Be careful walking or working in wet soil; it compacts easily.

* Keep the irrigation turned off; the ground is plenty wet with more rain on the way.

* February serves as a wake-up call to gardeners. This month, you can transplant or direct-seed several flowers, including snapdragon, candytuft, lilies, astilbe, larkspur, Shasta and painted daisies, stocks, bleeding heart and coral bells.

* In the vegetable garden, plant Jerusalem artichoke tubers, and strawberry and rhubarb roots.

* Transplant cabbage and its close cousins – broccoli, kale and cauliflower – as well as lettuce (both loose leaf and head).

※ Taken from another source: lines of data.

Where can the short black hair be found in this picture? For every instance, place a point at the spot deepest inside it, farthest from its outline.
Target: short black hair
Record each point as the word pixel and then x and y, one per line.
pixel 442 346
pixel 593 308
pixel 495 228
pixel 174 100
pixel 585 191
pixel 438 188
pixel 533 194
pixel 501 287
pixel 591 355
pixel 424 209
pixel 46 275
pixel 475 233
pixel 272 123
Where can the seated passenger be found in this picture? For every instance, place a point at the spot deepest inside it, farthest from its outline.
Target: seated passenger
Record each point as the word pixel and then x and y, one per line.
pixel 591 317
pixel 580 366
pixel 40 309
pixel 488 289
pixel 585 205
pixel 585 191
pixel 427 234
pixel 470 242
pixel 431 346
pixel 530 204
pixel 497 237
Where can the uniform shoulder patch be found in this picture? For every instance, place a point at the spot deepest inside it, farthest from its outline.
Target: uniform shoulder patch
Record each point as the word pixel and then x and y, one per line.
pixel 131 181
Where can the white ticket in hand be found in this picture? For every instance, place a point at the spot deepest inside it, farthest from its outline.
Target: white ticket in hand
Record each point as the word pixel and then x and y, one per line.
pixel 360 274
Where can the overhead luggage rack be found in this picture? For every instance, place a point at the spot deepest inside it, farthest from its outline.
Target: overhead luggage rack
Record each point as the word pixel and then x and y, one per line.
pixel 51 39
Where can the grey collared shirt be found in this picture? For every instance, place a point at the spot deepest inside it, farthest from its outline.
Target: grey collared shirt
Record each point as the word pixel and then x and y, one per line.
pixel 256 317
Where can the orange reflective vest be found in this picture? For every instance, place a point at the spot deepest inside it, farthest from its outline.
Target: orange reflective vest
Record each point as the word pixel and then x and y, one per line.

* Indoors, start peppers, tomatoes and eggplant from seed.

* Plant artichokes, asparagus and horseradish from root divisions.

* Plant potatoes from tubers and onions from sets (small bulbs). The onions will sprout quickly and can be used as green onions in March.

* From seed, plant beets, chard, lettuce, mustard, peas, radishes and turnips.

* Annuals are showing up in nurseries, but wait until the weather warms up a bit before planting. Instead, set out flowering perennials such as columbine and delphinium.

* Plant summer-flowering bulbs including cannas, calla lilies and gladiolus.